Friday, January 21, 2011


     
     Happy New Year!  I hope you are enjoying your sobriety journey in 2011!  This year is full of possibilities great and small and I hope to help you seize the moments of growth through the 12 Steps this year.  I will focus on one step per month. 
     January is a time of new beginnings.  It is a time to reassess the areas of your life that you long to see changed for good.  It is a time for resolution, re-commitment, and re-dedication of your life to sobriety and recovery.  Let’s take a look at the step for January: Step 1!
     Step 1 of Alcoholics Anonymous reads, “We admitted we were powerless over alcohol and our lives had become unmanageable.”  To admit personal powerlessness is very difficult because you risk having to embrace the truth of your admission.  You risk ridicule.  You risk rejection.  You risk judgment.  However, risk it anyway!  The only way you will ever get better is a no, holds barred assessment, understanding, and admission of your powerlessness over alcohol and/or drugs. 
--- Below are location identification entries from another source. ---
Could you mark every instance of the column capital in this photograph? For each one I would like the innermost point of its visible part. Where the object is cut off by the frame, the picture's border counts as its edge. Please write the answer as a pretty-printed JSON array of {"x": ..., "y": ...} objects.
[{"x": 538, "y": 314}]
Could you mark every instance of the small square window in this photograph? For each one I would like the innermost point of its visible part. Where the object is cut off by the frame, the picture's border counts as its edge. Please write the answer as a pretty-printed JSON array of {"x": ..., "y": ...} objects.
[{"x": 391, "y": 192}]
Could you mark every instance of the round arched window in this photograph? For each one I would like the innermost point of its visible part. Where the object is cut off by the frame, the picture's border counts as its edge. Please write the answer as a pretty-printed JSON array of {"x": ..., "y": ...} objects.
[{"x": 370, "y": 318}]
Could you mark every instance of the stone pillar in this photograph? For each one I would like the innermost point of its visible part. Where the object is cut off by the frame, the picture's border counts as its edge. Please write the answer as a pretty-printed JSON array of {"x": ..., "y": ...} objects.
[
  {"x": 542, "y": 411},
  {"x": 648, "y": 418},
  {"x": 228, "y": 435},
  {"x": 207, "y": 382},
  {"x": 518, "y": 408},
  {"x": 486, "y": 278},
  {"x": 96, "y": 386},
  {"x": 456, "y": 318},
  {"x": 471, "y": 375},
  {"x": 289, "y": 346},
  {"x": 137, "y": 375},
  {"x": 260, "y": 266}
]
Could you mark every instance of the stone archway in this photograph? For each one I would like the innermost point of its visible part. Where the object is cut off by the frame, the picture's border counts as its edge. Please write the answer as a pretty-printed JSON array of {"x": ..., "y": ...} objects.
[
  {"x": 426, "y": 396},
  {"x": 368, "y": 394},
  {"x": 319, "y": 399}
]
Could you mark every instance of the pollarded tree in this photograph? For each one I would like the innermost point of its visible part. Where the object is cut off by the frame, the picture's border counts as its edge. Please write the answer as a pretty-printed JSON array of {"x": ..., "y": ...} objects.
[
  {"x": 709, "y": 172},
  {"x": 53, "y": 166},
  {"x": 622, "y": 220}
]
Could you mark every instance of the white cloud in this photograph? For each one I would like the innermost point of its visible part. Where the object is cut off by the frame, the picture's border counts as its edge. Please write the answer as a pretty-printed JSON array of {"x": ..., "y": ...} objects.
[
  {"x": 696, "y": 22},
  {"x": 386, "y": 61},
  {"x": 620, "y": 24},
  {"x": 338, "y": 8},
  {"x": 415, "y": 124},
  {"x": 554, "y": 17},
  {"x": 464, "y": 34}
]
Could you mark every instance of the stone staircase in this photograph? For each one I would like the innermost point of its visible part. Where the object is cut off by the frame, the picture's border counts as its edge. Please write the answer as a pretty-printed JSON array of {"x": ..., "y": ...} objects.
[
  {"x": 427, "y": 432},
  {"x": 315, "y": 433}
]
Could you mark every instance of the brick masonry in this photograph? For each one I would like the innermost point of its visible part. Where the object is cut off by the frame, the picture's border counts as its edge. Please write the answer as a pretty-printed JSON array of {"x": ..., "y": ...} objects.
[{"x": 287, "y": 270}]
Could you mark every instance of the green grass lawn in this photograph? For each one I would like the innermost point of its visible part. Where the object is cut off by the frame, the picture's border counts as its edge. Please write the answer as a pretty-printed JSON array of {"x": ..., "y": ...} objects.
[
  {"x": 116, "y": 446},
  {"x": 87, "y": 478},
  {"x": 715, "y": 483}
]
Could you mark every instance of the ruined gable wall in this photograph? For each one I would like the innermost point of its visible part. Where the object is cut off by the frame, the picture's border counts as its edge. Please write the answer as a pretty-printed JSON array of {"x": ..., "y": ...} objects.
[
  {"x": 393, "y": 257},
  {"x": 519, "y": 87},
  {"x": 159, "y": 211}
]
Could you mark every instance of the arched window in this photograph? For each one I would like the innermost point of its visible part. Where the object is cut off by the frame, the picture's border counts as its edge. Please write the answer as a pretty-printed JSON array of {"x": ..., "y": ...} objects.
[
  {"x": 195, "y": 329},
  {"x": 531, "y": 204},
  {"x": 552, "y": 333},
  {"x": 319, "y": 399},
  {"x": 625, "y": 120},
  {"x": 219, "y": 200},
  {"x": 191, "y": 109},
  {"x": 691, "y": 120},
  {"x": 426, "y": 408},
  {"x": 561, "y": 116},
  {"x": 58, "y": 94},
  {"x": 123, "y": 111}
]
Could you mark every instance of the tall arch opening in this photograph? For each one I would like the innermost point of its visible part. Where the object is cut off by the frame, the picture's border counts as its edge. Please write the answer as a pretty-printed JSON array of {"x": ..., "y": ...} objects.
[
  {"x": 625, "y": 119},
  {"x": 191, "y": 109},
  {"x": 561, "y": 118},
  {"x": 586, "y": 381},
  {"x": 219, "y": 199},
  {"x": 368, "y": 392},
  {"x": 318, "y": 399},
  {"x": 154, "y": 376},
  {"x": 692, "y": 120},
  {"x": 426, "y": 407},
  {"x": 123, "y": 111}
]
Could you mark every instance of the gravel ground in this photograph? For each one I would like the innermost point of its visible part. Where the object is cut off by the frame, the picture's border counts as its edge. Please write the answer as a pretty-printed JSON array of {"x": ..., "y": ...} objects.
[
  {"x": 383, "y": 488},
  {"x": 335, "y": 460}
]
     About the word powerless…this is important to understand.  Powerless is not an excuse to stay drunk or high.  It is not a cop-out.  It is not a “woe-is-me” sentiment.  Rather, it is a declaration of the truth, namely, that you cannot beat this stuff by yourself.            
     For example, if someone pushes you in a pool and you can’t swim, a couple of things can happen.  First, you may by chance or luck find a way to keep your head about water and get out of the pool.  Second, you will learn very quickly how to tread water.  Third, you will drown.  Last, you can call for help and I, a once certified lifeguard, can dive in and rescue you.  However, any trained lifeguard knows to never approach someone who is kicking and thrashing and screaming in the water because they will drown you too!  However, if I ask you to remain calm and slowly act like you’re riding a bike, I can swim behind you and pull you to safety.  You must first relax, accept, and admit your powerlessness before you can be rescued.
     So, why not adopt a similar attitude in regards to your addiction.  Take this month of January and reflect on all the times you promised yourself (and others) that you were quitting for good this time.  Count the cost (financial, relational, emotional, mental, spiritual, physical) of the bill that substance abuse has sent you over the life of your use.  And decide that you need help.  Decide that you would be quit if you had the power by now.  Decide you need someone/something else to help you do for you what you could not do for yourself: stay clean.  There is power in powerlessness…give it a try!